トラップだと思うくらい違和感がすんごいのである。

そしておれが導き出した答えは"スルー"である。
102円拾ったところでジュースも買えないし、交番に届けるほどヒマではない。
さらに102円くらいなら自由に使えるほどのお賃金はいただいているため、怪しい102円に手をかけて、迷惑系住人の通報により交番に連行されるリスクを選ぶはずもない。
そう、おれは子供の頃のお金への執着心から脱したと言える。

また、ある夜、飲んだ帰りにヘラヘラと帰っていたら1000円札が落ちていた。
硬貨が落ちていることはあっても、紙幣が落ちているのは初めて見た。
掃き溜めの中のツルのように、落ち葉でガッサガッサの夜道にそこだけ光が刺すように輝いて見えたものである。

紙幣なんて風がありゃ吹き飛ぶし、他の人にみつかれば「よっしゃラッキー」とネコババしてしまうだろう。
しかし、酔っ払ってヘラヘラしていたおれは「この1000円札を失くして困っている人がいるに違いない。よっしゃ、おれが一肌脱いでやるわ!」とわざわざ遠くの交番に行き、お巡りさんに1000円札落ちてましたよーと届けに行った。
おっさん版「君に届け」である。

おそらくシラフであればこれまたスルーしていたかもしれないし、酔っ払って気が大きくなっていたおれの特異な行動で、おそらくこんな奇跡は未来永劫ない。
がしかし、失くした人を思ってと言っている癖に、ちゃっかりと自分の名前と住所を書き、失くした人が現れなかったらもらいたいですの意思表示をしっかりとしてきた。
ここら辺の抜け目の無さは、風早くんにはないところであり、おれがカワイソウな人である一因でもある。

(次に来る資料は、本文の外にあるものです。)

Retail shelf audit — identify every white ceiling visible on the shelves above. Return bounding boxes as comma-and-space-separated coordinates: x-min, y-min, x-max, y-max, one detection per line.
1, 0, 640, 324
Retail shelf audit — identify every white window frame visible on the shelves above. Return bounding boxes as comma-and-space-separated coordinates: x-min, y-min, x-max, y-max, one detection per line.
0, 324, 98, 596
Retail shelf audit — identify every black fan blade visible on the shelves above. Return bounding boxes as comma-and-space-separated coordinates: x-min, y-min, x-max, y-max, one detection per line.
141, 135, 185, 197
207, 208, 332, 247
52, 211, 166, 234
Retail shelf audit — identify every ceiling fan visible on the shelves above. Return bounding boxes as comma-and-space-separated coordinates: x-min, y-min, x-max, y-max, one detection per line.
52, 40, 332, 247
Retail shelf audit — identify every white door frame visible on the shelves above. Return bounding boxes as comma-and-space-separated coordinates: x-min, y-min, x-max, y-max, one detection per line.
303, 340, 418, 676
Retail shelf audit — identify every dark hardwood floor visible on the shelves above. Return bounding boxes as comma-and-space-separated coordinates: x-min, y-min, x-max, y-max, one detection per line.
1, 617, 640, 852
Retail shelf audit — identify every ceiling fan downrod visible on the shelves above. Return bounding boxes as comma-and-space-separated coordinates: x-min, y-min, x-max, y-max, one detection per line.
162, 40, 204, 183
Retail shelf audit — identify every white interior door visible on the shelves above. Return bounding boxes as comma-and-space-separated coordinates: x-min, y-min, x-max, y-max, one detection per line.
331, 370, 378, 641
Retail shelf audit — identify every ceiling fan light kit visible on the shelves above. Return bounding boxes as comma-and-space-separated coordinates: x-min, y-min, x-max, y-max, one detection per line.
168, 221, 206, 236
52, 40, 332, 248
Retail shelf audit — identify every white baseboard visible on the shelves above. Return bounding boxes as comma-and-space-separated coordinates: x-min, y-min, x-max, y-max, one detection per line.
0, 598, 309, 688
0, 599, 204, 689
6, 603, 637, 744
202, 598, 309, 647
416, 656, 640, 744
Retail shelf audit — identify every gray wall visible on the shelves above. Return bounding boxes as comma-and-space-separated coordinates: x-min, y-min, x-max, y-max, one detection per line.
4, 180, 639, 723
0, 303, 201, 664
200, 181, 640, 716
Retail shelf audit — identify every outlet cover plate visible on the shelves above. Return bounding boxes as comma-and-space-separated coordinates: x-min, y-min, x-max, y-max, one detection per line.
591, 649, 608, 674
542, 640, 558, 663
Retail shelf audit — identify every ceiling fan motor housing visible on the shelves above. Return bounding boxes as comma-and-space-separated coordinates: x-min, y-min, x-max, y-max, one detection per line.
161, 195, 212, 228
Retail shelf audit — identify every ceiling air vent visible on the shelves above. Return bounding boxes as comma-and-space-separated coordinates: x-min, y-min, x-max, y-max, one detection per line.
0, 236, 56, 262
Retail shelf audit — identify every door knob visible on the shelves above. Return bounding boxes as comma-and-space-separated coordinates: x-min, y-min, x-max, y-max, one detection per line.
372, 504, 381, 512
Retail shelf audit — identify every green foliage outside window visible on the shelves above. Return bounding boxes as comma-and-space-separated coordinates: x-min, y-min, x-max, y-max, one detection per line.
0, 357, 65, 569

結局、その遺失申請期間がいつまでなのかもわからんし、もらいたいですの控えもどこかに行ってしまい、1000円札をいただきに参上することはなかった。
もはや、ここで披露できるネタとなったので1102円以上の価値をいただいた。

なので、お金を見つけたらみんな交番に届けましょうという話です。